Table 4. Comparison between Other Baselines and Their SVAT-variants on the Normal and the Crisis Datasets

Better results are in boldface.

4.5.2 Ablation Study of Key Components.

Our method consists of two key components: the split adversarial training mechanism (Equation (6)) and the variational perturbation generator (VPG), as shown in Figure 3. In this experiment, we aim to evaluate whether these two components are necessary to reduce stock-recommendation risks. Therefore, to show the effectiveness of each component, we compare SVAT with two variants:

—

SVATw/oS: We change the adversarial loss in Equation (6) to be \(\mathcal {L}^{adv} = \sum _{i=1}^N \mathcal {L}^{adv}_i\) without weighting by stocks’ return ratios, which reduces SVAT to conventional adversarial training without the split effect.

—

SVATw/oV: We remove the VPG from SVAT and only employ Equation (9) to generate the perturbation for each stock example.

Table 5 presents the results of comparison on the normal and the crisis datasets. We can observe that SVAT attains higher IRR and SR than all variants on most datasets. However, the MDD of SVAT is relatively inferior to its variants on NASDAQ, NYSE, and NYSE_08 datasets.

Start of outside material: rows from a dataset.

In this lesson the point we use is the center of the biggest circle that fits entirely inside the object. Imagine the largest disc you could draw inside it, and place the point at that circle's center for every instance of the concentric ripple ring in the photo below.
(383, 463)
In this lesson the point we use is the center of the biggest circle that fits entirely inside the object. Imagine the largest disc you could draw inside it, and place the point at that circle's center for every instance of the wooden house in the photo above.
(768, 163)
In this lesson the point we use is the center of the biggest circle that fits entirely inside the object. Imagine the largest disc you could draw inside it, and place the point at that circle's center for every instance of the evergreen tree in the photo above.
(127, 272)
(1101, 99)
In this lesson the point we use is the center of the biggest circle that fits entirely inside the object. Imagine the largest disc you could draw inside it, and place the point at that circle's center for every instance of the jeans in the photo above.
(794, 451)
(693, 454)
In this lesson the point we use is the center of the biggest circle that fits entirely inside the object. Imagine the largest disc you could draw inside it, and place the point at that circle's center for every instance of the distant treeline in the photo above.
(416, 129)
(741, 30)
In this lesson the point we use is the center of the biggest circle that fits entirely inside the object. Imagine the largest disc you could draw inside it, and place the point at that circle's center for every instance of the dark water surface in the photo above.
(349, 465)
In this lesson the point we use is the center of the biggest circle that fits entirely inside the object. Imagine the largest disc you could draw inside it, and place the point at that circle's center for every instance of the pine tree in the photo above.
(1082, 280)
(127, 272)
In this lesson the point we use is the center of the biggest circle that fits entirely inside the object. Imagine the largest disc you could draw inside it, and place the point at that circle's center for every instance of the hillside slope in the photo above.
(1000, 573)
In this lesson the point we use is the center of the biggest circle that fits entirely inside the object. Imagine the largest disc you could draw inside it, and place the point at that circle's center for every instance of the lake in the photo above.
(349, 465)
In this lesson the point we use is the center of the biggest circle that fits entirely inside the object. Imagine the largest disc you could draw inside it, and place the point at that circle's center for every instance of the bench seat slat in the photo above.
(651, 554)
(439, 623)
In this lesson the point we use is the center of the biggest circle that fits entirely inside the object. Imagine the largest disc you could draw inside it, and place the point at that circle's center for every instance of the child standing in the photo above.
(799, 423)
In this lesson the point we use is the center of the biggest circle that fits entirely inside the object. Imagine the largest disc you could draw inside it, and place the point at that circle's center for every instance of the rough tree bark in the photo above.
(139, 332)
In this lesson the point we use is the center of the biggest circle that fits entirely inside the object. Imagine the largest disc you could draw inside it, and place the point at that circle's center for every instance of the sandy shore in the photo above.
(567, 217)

We postulate the reason is that either the split effect or the VPG mainly works to reduce the risk of maximum daily loss without significant profit improvement, while combining them into the complete SVAT framework can achieve a better balance between profits and risks. As a result, both the split adversarial training mechanism and the variational perturbation generator are necessary to construct the complete SVAT architecture for better stock recommendation.

Table 5.

Dataset	NASDAQ			NYSE			CASE
Model	IRR\(\uparrow\)	SR\(\uparrow\)	MDD\(\downarrow\)	IRR\(\uparrow\)	SR\(\uparrow\)	MDD\(\downarrow\)	IRR\(\uparrow\)	SR\(\uparrow\)	MDD\(\downarrow\)
SVATw/oS	0.47	2.84	\(3.68\%\)	0.12	1.26	\(\mathbf {1.77\%}\)	0.69	1.26	\(6.69\%\)
SVATw/oV	0.42	2.20	\(\mathbf {3.19\%}\)	0.21	1.75	\(1.88\%\)	0.68	1.02	\(6.56\%\)
SVAT	\(\mathbf {0.59}\)	\(\mathbf {3.10}\)	\(3.29\%\)	\(\mathbf {0.38}\)	\(\mathbf {2.61}\)	\(3.13\%\)	\(\mathbf {0.79}\)	\(\mathbf {1.50}\)	\(\mathbf {5.88\%}\)
Dataset	NASDAQ_08			NYSE_08			CASE_08
Model	IRR\(^{\times 10^{-3}}\uparrow\)	SR\(^{\times 10^{-2}}\uparrow\)	MDD\(\downarrow\)	IRR\(^{\times 10^{-3}}\uparrow\)	SR\(^{\times 10^{-2}}\uparrow\)	MDD\(\downarrow\)	IRR\(^{\times 10^{-3}}\uparrow\)	SR\(^{\times 10^{-2}}\uparrow\)	MDD\(\downarrow\)
SVATw/oS	\(-2.46\)	\(-2.41\)	\(11.76\%\)	\(-89.13\)	\(-15.35\)	\(16.68\%\)	\(-14.29\)	\(-4.42\)	\(9.97\%\)
SVATw/oV	\(-0.74\)	\(\mathbf {-2.39}\)	\(15.76\%\)	\(-14.04\)	\(-5.66\)	\(\mathbf {8.35\%}\)	\(-15.62\)	\(-4.43\)	\(9.97\%\)
SVAT	\(\mathbf {-0.11}\)	\(-3.14\)	\(\mathbf {9.62\%}\)	\(\mathbf {-0.0916}\)	\(\mathbf {-2.23}\)	\(13.23\%\)	\(\mathbf {-2.26}\)	\(\mathbf {-2.91}\)	\(\mathbf {9.39\%}\)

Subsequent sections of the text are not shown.